Tor works in such a way that the data is encrypted by the three nodes. I.e., the entry node, relay and the exit node. But why is it not encrypted from the exit node to the destination server? Is this for speed? Or is it because it's not necessary as tracing back is already impossible?

  • 1
    How would it negotiate the encryption with the server? Unless you are talking about TLS which is effectively at a different layer. Aug 11, 2018 at 2:01
  • The client can use the destination server's public key to encrypt right?
    – PSN
    Aug 11, 2018 at 2:04
  • 2
    Which public key? What protocol are you talking about?
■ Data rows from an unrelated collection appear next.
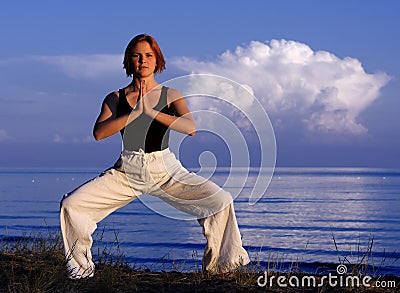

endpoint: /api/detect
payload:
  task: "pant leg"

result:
[60,169,139,278]
[149,153,250,273]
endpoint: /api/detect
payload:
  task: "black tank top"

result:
[116,86,175,153]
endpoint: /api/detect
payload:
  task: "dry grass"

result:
[0,230,400,293]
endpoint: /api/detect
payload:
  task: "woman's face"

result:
[131,41,157,78]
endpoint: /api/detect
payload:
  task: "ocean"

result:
[0,168,400,276]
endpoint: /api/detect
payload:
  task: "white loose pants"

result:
[60,149,249,278]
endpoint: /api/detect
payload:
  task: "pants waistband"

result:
[122,148,171,158]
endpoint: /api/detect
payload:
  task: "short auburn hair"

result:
[123,34,165,76]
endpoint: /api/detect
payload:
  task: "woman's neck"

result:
[130,77,158,92]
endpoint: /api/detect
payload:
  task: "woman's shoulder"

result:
[103,92,119,106]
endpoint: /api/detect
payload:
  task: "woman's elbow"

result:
[93,128,104,140]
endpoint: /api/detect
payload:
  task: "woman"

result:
[60,34,249,279]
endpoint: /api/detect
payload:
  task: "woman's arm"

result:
[93,93,143,140]
[142,89,196,136]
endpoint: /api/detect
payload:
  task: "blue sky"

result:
[0,0,400,168]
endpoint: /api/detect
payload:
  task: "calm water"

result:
[0,168,400,275]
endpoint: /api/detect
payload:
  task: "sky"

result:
[0,0,400,168]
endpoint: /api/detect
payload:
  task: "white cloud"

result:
[171,40,390,134]
[32,54,123,78]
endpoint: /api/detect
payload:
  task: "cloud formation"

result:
[171,40,390,135]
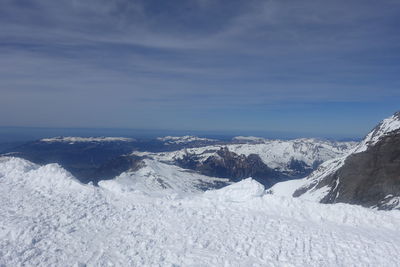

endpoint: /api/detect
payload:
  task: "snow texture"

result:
[40,136,134,143]
[270,112,400,202]
[138,138,356,171]
[0,157,400,267]
[99,159,230,199]
[157,135,217,144]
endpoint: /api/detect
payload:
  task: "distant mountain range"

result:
[3,112,400,209]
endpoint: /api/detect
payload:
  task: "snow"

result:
[138,138,356,174]
[232,136,267,143]
[157,135,217,144]
[40,136,134,143]
[0,158,400,266]
[204,178,265,202]
[270,112,400,202]
[352,112,400,153]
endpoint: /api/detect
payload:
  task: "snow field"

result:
[0,158,400,266]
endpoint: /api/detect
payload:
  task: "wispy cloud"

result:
[0,0,400,134]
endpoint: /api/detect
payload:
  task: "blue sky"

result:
[0,0,400,137]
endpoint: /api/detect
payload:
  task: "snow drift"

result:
[0,158,400,266]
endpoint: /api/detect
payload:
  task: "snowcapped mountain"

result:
[0,157,400,267]
[157,135,218,145]
[99,159,230,196]
[39,136,135,144]
[134,137,356,186]
[271,112,400,209]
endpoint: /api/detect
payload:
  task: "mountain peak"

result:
[353,111,400,153]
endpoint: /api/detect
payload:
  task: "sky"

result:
[0,0,400,137]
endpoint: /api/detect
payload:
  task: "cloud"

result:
[0,0,400,132]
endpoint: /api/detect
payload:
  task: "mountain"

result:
[0,157,400,267]
[271,112,400,209]
[133,137,356,187]
[99,159,231,196]
[4,136,354,188]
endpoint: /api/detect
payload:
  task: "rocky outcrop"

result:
[293,112,400,209]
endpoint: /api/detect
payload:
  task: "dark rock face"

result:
[294,130,400,209]
[176,147,288,187]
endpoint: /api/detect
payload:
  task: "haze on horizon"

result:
[0,0,400,137]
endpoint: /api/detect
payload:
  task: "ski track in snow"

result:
[0,159,400,266]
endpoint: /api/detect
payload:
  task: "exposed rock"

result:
[176,147,288,186]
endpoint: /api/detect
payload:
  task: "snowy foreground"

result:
[0,158,400,266]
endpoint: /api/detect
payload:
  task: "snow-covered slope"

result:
[0,158,400,267]
[99,159,230,195]
[40,136,134,143]
[135,137,356,175]
[157,135,217,145]
[270,112,400,209]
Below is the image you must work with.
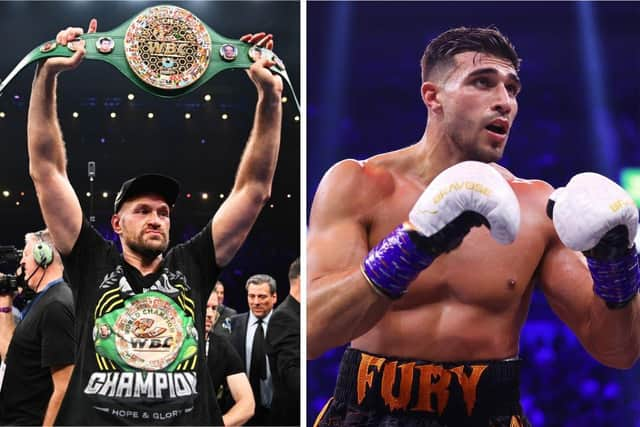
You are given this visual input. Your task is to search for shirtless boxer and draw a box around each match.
[307,28,640,427]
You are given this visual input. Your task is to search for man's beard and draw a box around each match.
[127,239,168,260]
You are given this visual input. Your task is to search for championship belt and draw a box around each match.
[0,5,300,109]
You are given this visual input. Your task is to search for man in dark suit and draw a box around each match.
[267,258,300,426]
[230,274,278,425]
[213,280,238,335]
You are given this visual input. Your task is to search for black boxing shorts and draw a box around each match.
[314,348,531,427]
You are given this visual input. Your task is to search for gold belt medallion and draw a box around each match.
[124,6,211,89]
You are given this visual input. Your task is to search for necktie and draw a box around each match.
[249,319,267,396]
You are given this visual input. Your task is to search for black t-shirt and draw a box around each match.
[56,219,222,425]
[0,281,76,425]
[207,332,244,394]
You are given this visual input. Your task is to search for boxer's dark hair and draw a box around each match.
[420,27,522,82]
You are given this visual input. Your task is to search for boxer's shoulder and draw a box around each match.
[490,163,553,196]
[312,159,395,224]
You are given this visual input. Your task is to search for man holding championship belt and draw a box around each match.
[28,12,283,425]
[307,28,640,427]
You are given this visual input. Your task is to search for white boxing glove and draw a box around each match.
[549,172,638,251]
[362,161,520,299]
[409,161,520,244]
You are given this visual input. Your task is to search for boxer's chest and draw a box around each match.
[369,184,546,309]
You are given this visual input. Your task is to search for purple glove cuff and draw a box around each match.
[362,225,435,299]
[587,246,640,308]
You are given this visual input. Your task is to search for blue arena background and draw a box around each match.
[307,2,640,427]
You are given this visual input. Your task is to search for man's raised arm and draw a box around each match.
[212,33,282,266]
[27,19,97,254]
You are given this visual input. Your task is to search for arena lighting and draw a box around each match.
[620,168,640,206]
[576,2,620,176]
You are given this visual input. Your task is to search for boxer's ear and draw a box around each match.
[111,213,122,235]
[420,81,442,112]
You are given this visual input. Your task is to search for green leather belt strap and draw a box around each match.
[0,5,300,110]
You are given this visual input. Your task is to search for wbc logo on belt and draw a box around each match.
[124,6,211,89]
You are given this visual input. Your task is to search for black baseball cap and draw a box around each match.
[113,173,180,213]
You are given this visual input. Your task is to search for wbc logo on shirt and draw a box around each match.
[94,291,197,371]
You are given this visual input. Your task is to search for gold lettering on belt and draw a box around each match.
[357,353,385,404]
[451,365,487,416]
[412,365,451,415]
[380,362,416,411]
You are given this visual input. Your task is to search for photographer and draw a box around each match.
[0,230,75,425]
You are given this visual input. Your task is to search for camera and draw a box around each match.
[0,246,22,294]
[0,246,22,266]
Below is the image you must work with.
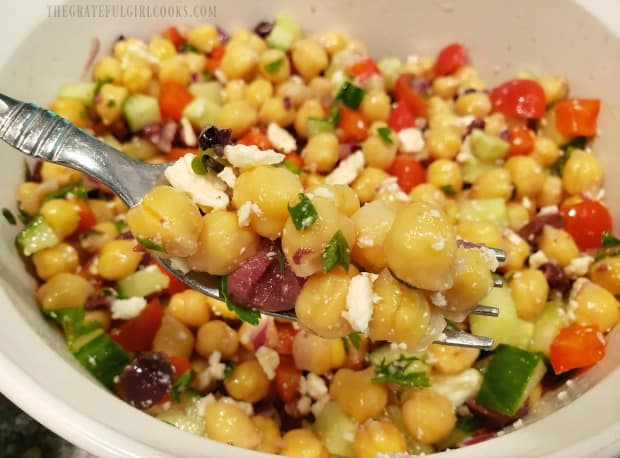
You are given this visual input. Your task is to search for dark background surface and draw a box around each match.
[0,394,94,458]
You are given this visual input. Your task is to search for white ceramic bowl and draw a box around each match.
[0,0,620,457]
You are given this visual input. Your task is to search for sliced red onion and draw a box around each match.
[465,398,529,428]
[119,352,174,410]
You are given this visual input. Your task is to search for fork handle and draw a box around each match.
[0,93,152,206]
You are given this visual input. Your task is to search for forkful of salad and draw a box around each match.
[0,94,505,349]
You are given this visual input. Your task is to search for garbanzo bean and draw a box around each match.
[32,243,79,280]
[510,269,549,321]
[353,419,407,458]
[196,320,239,359]
[187,211,260,275]
[351,200,396,272]
[368,269,431,349]
[166,289,211,327]
[351,167,390,204]
[127,186,202,258]
[402,388,456,444]
[153,315,194,358]
[301,132,338,173]
[205,401,261,449]
[426,344,480,375]
[280,429,329,458]
[98,240,143,280]
[41,199,80,240]
[224,359,269,402]
[385,202,456,291]
[329,367,388,422]
[295,268,353,339]
[569,281,620,332]
[37,272,93,310]
[233,166,302,240]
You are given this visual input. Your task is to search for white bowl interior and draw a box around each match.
[0,0,620,457]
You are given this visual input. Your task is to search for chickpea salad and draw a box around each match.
[3,15,620,458]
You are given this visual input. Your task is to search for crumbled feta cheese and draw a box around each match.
[430,291,448,307]
[237,200,263,227]
[110,297,146,320]
[312,188,336,200]
[398,127,424,153]
[181,117,198,147]
[355,235,375,248]
[325,151,364,184]
[170,258,191,274]
[527,250,549,269]
[538,205,559,216]
[267,122,297,153]
[342,272,377,333]
[164,154,229,209]
[564,255,594,279]
[224,144,284,170]
[431,368,482,408]
[217,167,237,188]
[297,396,312,415]
[306,373,327,399]
[256,345,280,380]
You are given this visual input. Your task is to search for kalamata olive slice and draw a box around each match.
[119,352,173,410]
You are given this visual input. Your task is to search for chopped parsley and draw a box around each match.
[321,231,350,272]
[288,193,319,231]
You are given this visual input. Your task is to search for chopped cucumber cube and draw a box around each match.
[469,129,510,162]
[117,266,170,297]
[476,345,546,416]
[16,215,60,256]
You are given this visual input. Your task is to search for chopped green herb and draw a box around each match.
[136,237,168,253]
[439,184,456,197]
[265,57,284,75]
[276,250,286,275]
[181,42,200,52]
[220,275,260,326]
[549,137,587,177]
[114,219,127,234]
[43,181,88,202]
[336,81,364,110]
[601,231,620,248]
[321,231,350,272]
[377,127,394,145]
[282,159,301,175]
[224,360,237,379]
[170,369,195,403]
[372,354,431,387]
[2,208,17,226]
[288,193,319,231]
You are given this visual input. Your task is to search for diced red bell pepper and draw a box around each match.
[387,102,415,132]
[110,298,164,352]
[554,99,601,137]
[435,43,467,76]
[166,148,198,162]
[549,325,605,374]
[388,154,426,193]
[161,27,185,49]
[237,127,271,150]
[75,200,97,234]
[274,356,302,402]
[490,79,547,119]
[560,200,612,251]
[394,73,426,118]
[505,126,535,159]
[159,81,194,121]
[338,106,368,142]
[347,57,381,82]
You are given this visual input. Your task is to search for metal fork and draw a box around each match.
[0,93,506,349]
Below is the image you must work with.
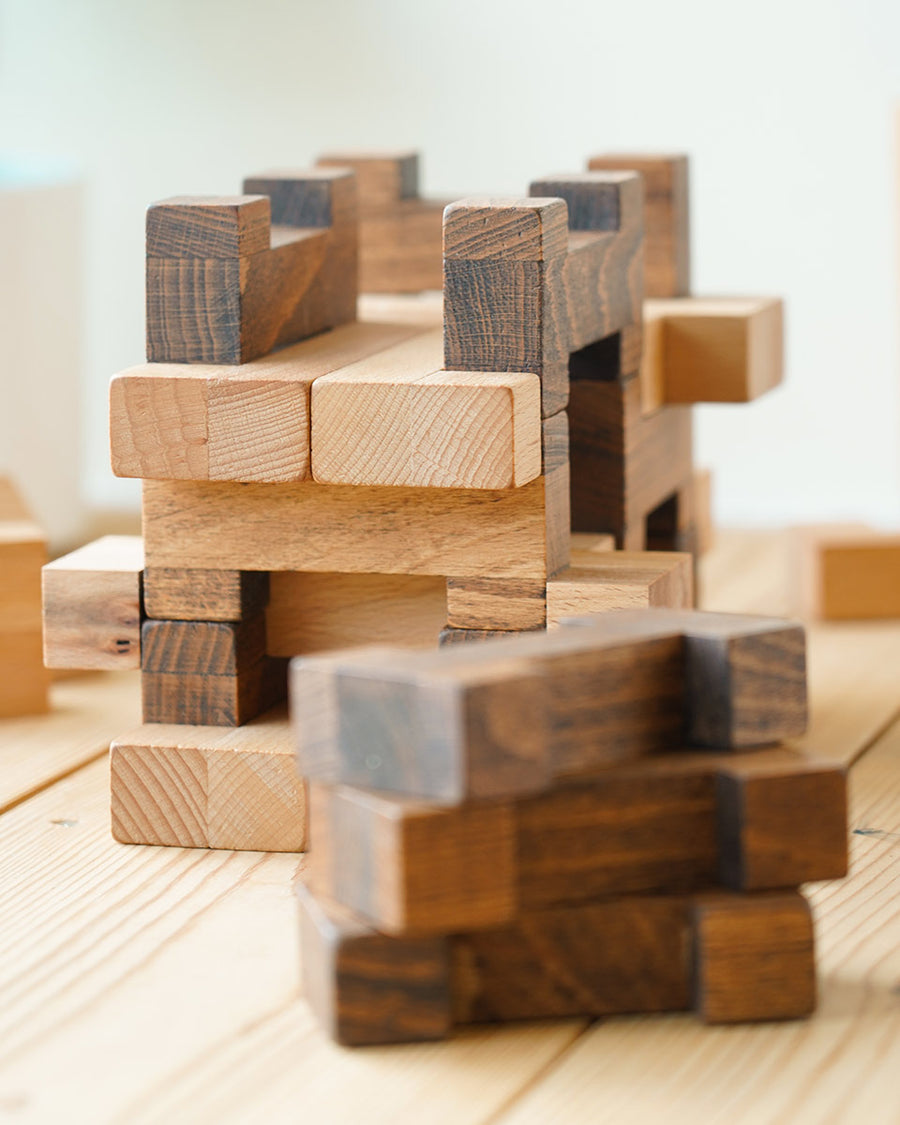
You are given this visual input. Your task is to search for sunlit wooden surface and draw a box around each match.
[0,534,900,1125]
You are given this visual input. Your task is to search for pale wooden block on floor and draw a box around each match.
[311,331,541,488]
[109,324,420,483]
[43,536,144,671]
[110,708,306,852]
[642,297,784,403]
[547,549,694,629]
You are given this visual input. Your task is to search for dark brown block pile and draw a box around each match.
[291,610,847,1044]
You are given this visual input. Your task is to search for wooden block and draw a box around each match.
[716,755,848,890]
[447,572,544,632]
[43,536,144,669]
[267,572,447,656]
[146,195,271,259]
[694,891,816,1024]
[110,708,306,852]
[547,551,694,628]
[297,882,452,1046]
[568,379,693,550]
[306,782,518,934]
[312,332,541,488]
[146,170,357,363]
[587,154,691,297]
[144,567,268,621]
[791,524,900,621]
[529,172,644,352]
[109,324,416,483]
[645,297,784,403]
[443,198,568,417]
[144,474,555,579]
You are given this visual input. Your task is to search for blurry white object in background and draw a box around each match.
[0,160,84,546]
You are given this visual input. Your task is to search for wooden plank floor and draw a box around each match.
[0,536,900,1125]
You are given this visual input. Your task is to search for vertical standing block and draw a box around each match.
[587,154,691,297]
[443,199,568,417]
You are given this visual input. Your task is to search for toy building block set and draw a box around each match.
[35,153,846,1043]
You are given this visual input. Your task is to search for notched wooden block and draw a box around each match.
[43,536,144,671]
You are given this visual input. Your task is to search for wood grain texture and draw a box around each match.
[443,198,568,417]
[146,170,357,363]
[311,332,541,488]
[143,567,269,621]
[110,709,306,852]
[43,536,144,671]
[529,172,644,352]
[587,154,691,297]
[694,891,817,1024]
[642,297,784,403]
[547,550,694,628]
[144,478,555,578]
[109,324,416,482]
[568,379,693,550]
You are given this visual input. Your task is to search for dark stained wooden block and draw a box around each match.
[144,567,269,621]
[297,883,452,1046]
[443,199,568,417]
[694,891,816,1024]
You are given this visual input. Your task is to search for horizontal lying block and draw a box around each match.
[312,332,541,488]
[43,536,144,669]
[110,708,306,852]
[547,550,694,627]
[109,324,417,483]
[291,610,807,803]
[306,749,847,935]
[297,884,816,1046]
[641,297,784,403]
[792,525,900,621]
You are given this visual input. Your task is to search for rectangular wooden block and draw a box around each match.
[694,891,816,1024]
[110,708,306,852]
[144,567,271,621]
[144,477,558,579]
[311,331,541,488]
[307,749,847,934]
[443,199,568,417]
[587,154,691,297]
[43,536,144,669]
[547,550,694,628]
[568,379,693,550]
[645,297,784,403]
[109,324,417,483]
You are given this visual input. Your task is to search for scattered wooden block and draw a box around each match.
[694,891,816,1024]
[144,567,271,621]
[791,524,900,621]
[146,170,357,363]
[297,884,815,1045]
[109,324,416,483]
[569,379,693,551]
[312,331,541,488]
[110,708,306,852]
[641,297,784,408]
[317,152,449,294]
[306,749,847,935]
[587,154,691,297]
[43,536,144,669]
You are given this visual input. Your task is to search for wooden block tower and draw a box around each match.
[45,156,778,851]
[293,610,847,1045]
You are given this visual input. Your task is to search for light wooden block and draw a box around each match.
[311,332,541,488]
[43,536,144,669]
[110,709,306,852]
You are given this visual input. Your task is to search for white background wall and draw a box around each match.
[0,0,900,523]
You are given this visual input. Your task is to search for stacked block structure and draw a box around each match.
[293,610,847,1045]
[44,154,780,851]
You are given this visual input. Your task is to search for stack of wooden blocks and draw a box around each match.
[45,147,781,851]
[293,610,847,1044]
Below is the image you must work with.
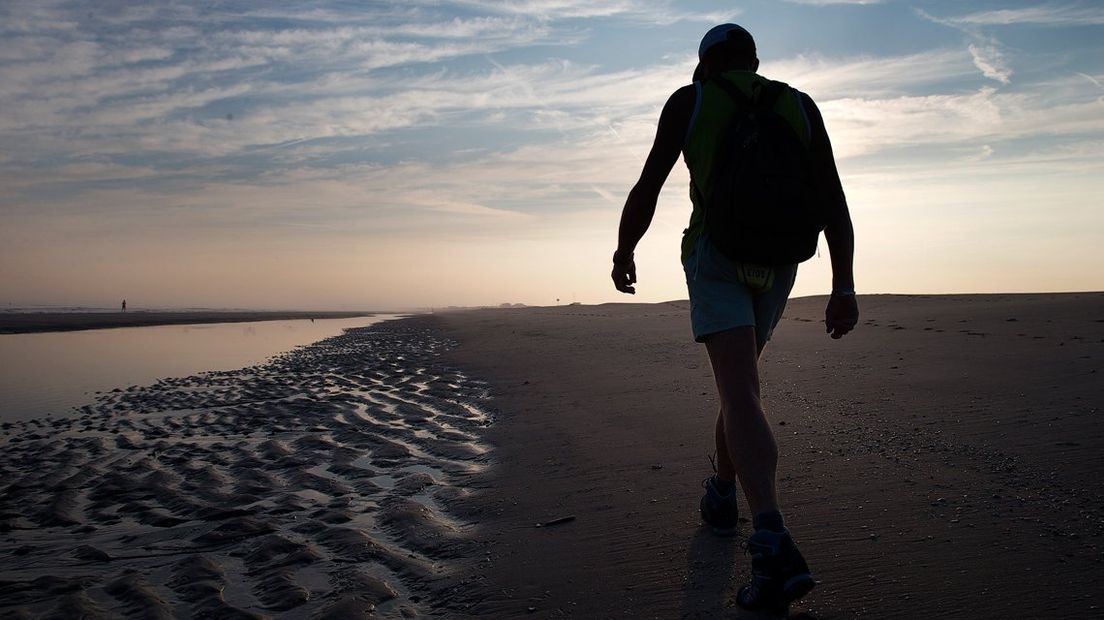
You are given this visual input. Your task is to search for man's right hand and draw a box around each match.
[825,293,859,340]
[612,258,636,295]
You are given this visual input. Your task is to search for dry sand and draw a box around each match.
[417,293,1104,619]
[0,310,372,333]
[0,293,1104,619]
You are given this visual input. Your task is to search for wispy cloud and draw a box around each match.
[786,0,885,7]
[941,4,1104,26]
[967,41,1012,84]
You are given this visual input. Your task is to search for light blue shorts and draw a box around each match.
[682,236,797,349]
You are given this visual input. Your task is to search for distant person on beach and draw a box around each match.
[613,24,859,610]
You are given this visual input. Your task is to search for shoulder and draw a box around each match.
[664,84,698,118]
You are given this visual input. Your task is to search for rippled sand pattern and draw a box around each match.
[0,325,489,618]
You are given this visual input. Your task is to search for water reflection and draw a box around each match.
[0,316,394,421]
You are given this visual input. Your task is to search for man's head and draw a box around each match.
[698,23,758,77]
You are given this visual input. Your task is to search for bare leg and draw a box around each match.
[705,327,778,515]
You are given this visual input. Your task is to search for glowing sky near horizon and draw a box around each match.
[0,0,1104,309]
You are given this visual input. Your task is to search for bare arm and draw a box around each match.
[612,86,694,295]
[803,94,859,339]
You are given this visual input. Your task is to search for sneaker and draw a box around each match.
[736,530,816,610]
[701,474,740,536]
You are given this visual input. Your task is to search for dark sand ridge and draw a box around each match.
[0,310,375,333]
[419,293,1104,619]
[0,323,488,619]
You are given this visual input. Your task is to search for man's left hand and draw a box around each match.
[611,259,636,295]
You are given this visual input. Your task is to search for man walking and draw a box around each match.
[613,24,859,609]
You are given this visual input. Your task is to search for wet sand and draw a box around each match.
[0,310,373,333]
[413,293,1104,619]
[0,323,489,619]
[0,293,1104,619]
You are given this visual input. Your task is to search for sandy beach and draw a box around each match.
[420,293,1104,619]
[0,293,1104,619]
[0,325,488,619]
[0,310,372,333]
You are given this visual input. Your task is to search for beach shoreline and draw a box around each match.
[417,293,1104,619]
[0,293,1104,620]
[0,310,388,334]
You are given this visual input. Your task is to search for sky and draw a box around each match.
[0,0,1104,309]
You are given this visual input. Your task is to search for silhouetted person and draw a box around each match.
[612,24,859,609]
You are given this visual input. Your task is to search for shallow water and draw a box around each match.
[0,316,394,421]
[0,323,490,619]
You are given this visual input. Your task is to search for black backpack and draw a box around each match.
[693,78,827,265]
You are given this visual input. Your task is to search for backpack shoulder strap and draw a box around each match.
[712,77,753,109]
[712,77,786,110]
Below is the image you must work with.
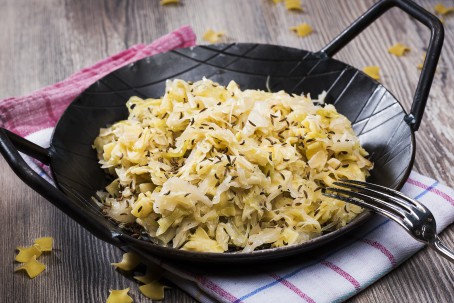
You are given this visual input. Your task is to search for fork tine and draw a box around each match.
[326,187,404,217]
[333,180,417,215]
[340,179,427,210]
[323,192,410,232]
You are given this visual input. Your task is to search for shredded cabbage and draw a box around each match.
[93,78,372,252]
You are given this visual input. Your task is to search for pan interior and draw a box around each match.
[50,43,414,261]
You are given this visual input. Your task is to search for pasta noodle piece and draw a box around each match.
[363,66,380,80]
[159,0,180,5]
[112,252,140,271]
[34,237,54,252]
[14,245,43,263]
[434,3,454,16]
[285,0,303,12]
[290,23,312,37]
[139,281,167,300]
[14,255,46,279]
[388,43,410,57]
[106,287,133,303]
[202,28,225,43]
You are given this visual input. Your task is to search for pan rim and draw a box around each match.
[49,43,416,263]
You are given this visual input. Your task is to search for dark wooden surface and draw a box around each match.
[0,0,454,303]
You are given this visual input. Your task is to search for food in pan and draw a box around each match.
[94,79,373,252]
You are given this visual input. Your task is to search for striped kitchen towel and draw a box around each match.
[156,172,454,303]
[0,27,454,303]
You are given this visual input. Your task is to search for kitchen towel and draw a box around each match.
[0,27,454,303]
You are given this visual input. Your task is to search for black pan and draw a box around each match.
[0,0,444,263]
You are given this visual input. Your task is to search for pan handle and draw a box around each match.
[320,0,444,131]
[0,128,121,245]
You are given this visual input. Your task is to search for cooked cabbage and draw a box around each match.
[94,79,372,252]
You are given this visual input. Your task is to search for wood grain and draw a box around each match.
[0,0,454,303]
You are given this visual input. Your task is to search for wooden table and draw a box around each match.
[0,0,454,303]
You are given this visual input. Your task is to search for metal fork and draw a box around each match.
[323,180,454,263]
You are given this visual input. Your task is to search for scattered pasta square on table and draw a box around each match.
[363,66,380,80]
[290,23,313,37]
[202,28,225,43]
[388,43,410,57]
[139,281,167,300]
[14,245,43,263]
[106,287,133,303]
[284,0,303,12]
[14,255,46,279]
[34,237,54,252]
[159,0,180,5]
[112,252,140,271]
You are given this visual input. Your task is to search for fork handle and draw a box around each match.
[429,235,454,263]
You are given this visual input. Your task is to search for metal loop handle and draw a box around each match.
[320,0,444,131]
[0,128,121,245]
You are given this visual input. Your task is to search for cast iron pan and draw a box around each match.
[0,0,443,263]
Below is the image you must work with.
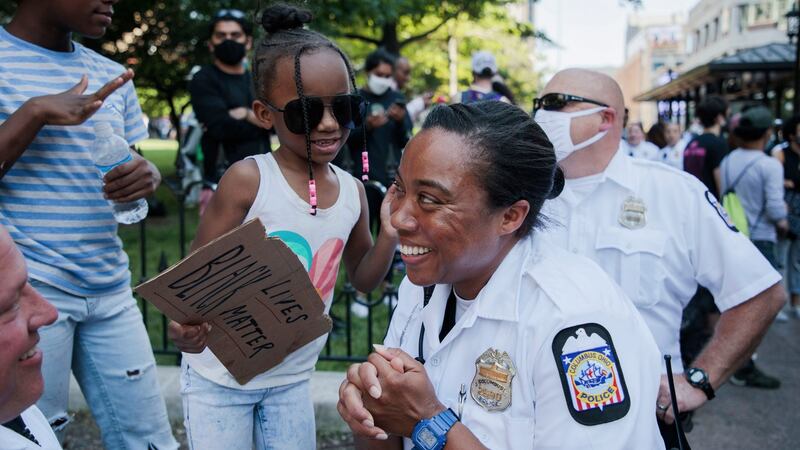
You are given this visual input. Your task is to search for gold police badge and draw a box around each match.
[470,348,517,411]
[619,197,647,230]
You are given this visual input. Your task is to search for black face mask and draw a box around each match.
[214,39,245,66]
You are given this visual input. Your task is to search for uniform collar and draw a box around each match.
[603,149,636,191]
[422,237,534,357]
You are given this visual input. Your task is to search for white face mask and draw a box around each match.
[534,106,608,161]
[367,74,394,95]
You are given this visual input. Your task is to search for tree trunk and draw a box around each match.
[162,91,182,142]
[380,21,400,56]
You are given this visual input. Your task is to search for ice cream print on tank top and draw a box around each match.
[267,230,344,303]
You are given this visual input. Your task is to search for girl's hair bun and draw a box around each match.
[261,3,313,33]
[547,164,565,200]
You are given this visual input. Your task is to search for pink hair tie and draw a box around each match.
[308,180,317,215]
[361,150,369,181]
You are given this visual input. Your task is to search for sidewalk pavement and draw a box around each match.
[70,319,800,444]
[687,318,800,450]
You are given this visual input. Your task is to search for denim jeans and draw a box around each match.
[31,280,178,450]
[181,362,316,450]
[784,237,800,295]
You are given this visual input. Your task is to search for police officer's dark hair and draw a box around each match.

Aug 11, 2018 at 2:04
  • I didn't get it.
    – PSN
    Aug 11, 2018 at 2:12
  • Even when the user requests http://example.com/ and some proxy determines that https://example.com/ also exists, there is no guarantee that it's the same site with the same content served securely.
    – curiousguy
    Aug 11, 2018 at 6:20

1 Answer 1


Encryption of traffic exiting Tor and going to the destination server is based on whether the destination server supports encryption, and whether the destination server was addressed on an encrypted port - just as it would be had the traffic not gone through Tor.

Tor cannot magically do something the destination server doesn't support, or that the client did not request to do.